Back to the Garage….
Adventures previous were all about going somewhere and making drastic changes to my external world. This, was adventure of a different kind – akin to discovering an event that hadn’t happened yet. An adventure of the mind; every single day I studied the events of basic research to discover my way to the solution, moving from one failure to the next with no loss of enthusiasm. The days I seemed to make the most progress were the days I took a break from the design and went to earn a cash injection on the building site.
It’s going to be very difficult to put into words how the answers were fed to me on the days I was focusing on nothing else but shovelling earth and moving heavy objects, but they were. Having a holiday on a building site is a strange concept to explain. Let’s just call it, residual feedback.
Continual improvement trumps delayed perfection, but waiting for perfect is sometimes as effective as making progress.
Have you ever sat back and really thought about who benefits from the work you’re doing?Why are you doing what you’re doing, truly?

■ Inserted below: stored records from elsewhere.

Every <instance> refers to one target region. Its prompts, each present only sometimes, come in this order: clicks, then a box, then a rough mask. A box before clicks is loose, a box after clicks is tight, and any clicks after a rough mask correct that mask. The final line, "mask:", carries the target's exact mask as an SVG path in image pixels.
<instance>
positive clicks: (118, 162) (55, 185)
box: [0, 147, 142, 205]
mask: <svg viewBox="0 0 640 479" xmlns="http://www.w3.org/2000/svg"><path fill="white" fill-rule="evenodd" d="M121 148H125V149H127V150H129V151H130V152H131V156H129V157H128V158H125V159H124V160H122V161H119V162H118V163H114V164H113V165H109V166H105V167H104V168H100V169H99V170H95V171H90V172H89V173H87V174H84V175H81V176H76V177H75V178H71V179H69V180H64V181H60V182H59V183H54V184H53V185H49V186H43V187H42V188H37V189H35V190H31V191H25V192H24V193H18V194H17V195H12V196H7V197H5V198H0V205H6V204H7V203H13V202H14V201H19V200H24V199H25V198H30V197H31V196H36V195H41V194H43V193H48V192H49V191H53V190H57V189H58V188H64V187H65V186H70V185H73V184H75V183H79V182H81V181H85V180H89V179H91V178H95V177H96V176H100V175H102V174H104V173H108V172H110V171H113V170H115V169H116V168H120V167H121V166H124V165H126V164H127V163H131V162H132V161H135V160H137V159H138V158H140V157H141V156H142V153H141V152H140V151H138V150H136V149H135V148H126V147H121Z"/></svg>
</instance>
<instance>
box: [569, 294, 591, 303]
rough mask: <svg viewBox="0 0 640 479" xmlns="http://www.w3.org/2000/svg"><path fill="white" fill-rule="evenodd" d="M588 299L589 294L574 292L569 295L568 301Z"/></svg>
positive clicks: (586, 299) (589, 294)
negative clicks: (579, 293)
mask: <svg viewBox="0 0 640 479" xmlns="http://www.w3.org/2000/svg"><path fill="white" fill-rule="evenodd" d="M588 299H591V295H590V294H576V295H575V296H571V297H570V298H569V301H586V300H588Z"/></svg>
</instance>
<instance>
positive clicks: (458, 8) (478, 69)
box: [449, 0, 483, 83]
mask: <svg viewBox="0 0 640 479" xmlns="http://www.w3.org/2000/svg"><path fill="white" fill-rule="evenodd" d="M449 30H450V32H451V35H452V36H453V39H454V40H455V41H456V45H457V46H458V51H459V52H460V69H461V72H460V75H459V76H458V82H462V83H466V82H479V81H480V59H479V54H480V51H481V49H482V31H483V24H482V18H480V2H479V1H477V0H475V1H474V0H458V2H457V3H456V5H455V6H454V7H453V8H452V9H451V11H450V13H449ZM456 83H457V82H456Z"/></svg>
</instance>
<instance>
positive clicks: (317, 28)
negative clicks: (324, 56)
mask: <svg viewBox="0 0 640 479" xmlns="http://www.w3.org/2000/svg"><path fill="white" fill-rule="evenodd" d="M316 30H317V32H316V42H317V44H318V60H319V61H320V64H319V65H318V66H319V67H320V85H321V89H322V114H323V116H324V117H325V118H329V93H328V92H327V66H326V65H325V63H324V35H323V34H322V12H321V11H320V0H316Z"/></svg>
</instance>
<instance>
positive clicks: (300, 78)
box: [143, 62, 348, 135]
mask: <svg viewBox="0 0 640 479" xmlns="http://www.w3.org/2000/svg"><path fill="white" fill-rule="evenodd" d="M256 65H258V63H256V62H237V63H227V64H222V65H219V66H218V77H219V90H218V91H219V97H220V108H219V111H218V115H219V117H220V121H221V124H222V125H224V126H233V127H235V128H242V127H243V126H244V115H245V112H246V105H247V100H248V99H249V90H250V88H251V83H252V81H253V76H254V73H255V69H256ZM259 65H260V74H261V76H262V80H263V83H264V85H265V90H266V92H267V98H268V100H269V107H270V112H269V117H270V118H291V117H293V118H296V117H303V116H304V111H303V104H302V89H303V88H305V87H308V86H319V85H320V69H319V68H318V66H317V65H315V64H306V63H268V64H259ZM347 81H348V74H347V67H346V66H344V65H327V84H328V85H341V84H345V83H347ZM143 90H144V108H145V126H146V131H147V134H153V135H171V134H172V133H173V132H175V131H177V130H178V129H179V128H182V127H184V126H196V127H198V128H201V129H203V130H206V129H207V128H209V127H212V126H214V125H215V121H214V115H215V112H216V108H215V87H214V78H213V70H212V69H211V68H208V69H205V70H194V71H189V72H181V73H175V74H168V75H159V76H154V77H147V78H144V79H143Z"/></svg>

What benefit would it be, for each person on earth to be submitting their days to an individually self fulfilling prophecy?
Could there be a science behind those who are courageous enough to give?
As a fully functional design prototype, the internal components are a great platform for what’s next. The current part count is 47 and the plan now is to reduce that to around 4 – through design for injection moulding.
The previous 3 years have only given me more energy and more belief; I’m just getting started. I can’t expect to do anything at an elite level that isn’t slightly obsessive. Nature always finds a way and it was only the most extreme conditions that enabled me to master a design philosophy that can succeed with such a tiny budget.
Great design cannot be rushed.
Before I began the project I decided to cycle over the Pennines (from Leeds to St Helens). It was a 115km – 4000m incline wearing a 15kg rucksack. I was on the Bike about 8 hours. Although this appears a strange way to build confidence, the ability to realise my imagination was going to be at the heart of everything I was about to do. When we’re in a situation where we have no choice… is when we start to find out who we really are. Our integrity is exposed one layer at a time.
It’s always been my belief that a person programmes their strength on a thought by thought basis. You’re either someone that wants to do the hard thinking or you’re not. It’s the total failure of our society, that conditions us to detach our thinking from the laws of entropy.